Georgia averages 50 inches (127 cm) of rain a year. Arizona averages 13 (30 cm). Which is more likely to suffer water shortages? I’m fascinated by the non-trivial nature of the answer.
The problems of both lakes Lanier and Mead have been well chronicled. At Lanier in 2007, we were within three months of Atlanta running out of water. On Lake Mead, we’re – well, we’re all running around like our hair’s on fire, but we’ve got more than a three month supply sitting in our ginormous reservoirs. You can run the numbers and see some dire scenarios on the dry site of the range of probability, but our hair is substantially less flammable than Atlanta’s.
To refresh the important details, Atlanta’s hair-on-fire moment came after what was very much a garden-variety drought, nothing at all out of the normal envelope of climate variability. We’ve made it through a drought far more significant here in the Colorado River Basin in terms of depth and duration, much farther out of the normal range of variability (11 driest years on record, etc.), and yet all the Colorado’s users have gotten their full allocation every year during the drought.
There are two reasons for this. One is a system that was engineered with very large storage as a buffer against multi-year droughts. The second is an interlocking network of institutional arrangements for the distribution of that water that have been used to sort out arguments over how to administer things as the big reservoirs dropped.

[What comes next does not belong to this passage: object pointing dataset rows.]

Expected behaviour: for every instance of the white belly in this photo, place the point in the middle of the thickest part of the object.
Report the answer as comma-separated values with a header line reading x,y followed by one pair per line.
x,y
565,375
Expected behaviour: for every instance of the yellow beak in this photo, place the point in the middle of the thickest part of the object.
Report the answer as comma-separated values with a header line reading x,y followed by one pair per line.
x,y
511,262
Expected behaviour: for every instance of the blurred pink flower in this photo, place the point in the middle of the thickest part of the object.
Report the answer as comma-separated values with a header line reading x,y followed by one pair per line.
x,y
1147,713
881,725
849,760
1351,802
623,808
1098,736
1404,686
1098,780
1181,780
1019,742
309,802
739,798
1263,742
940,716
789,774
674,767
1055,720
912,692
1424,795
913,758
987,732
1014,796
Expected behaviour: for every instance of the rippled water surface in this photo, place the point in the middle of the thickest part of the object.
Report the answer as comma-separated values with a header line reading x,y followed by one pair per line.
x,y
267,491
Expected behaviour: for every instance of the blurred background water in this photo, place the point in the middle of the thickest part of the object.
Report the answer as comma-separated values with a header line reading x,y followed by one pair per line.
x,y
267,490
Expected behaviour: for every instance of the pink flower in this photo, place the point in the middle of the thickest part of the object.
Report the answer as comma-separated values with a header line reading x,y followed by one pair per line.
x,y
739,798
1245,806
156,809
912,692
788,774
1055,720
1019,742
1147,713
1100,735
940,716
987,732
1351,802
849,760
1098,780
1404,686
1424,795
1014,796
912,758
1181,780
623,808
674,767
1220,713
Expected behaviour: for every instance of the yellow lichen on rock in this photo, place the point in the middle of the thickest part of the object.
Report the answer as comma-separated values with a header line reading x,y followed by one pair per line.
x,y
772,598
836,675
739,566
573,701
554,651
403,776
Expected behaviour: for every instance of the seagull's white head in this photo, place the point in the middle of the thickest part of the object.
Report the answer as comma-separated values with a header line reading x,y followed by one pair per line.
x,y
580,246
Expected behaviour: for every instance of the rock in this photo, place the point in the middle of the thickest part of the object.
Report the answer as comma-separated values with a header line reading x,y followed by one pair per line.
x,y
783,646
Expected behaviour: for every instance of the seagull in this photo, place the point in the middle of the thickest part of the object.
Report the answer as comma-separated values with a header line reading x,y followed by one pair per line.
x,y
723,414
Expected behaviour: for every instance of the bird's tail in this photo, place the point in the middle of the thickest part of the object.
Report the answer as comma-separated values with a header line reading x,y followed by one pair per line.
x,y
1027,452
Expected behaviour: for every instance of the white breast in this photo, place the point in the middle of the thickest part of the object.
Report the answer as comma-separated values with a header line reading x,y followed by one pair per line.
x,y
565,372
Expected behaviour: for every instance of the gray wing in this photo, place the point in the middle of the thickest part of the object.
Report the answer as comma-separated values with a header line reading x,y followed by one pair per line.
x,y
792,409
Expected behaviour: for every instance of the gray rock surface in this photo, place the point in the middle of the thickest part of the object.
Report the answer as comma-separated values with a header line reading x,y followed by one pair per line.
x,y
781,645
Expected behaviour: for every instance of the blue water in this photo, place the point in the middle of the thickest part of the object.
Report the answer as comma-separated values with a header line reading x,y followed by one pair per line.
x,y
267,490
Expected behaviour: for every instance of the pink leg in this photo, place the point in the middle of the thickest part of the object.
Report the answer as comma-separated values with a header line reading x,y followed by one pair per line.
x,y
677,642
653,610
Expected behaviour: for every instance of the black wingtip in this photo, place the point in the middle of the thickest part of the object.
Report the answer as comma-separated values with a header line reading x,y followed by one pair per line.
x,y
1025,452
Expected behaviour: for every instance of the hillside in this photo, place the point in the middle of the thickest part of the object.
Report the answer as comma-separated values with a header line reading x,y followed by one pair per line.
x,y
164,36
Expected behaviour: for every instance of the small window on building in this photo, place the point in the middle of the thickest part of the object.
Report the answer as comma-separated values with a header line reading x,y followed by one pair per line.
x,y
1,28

The southeastern United States lacks both. Which is a very circuitous introduction to an interesting news release out of the University of South Carolina this week:
Water scarcity in the western United States has long been an issue of concern. Now, researchers studying freshwater sustainability in the U.S. have found the Southeast, with the exception of Florida, does not have enough water capacity to meet its future needs either.
“For more than a century, the Southwest has been the focus of long-running legal disputes over water resources, but the Southeast is now becoming a more contentious region for water use,” said Dr. Will Graf, a geographer in the University of South Carolina’s College of Arts and Sciences.
Graf was part of the team that did the recent “Cadillac Desert” empirical reconstruction in PNAS. While the southwest, Divas of the Arid, got all the attention, Graf and colleagues point out implications for the southeast as well:
“It turns out that the Southeast has a relatively small margin of water surplus for the future,” said Graf.
And we’ve got the institutional and engineering framework in place to try to work out our problems. The southeast is still down near the bottom of that learning curve.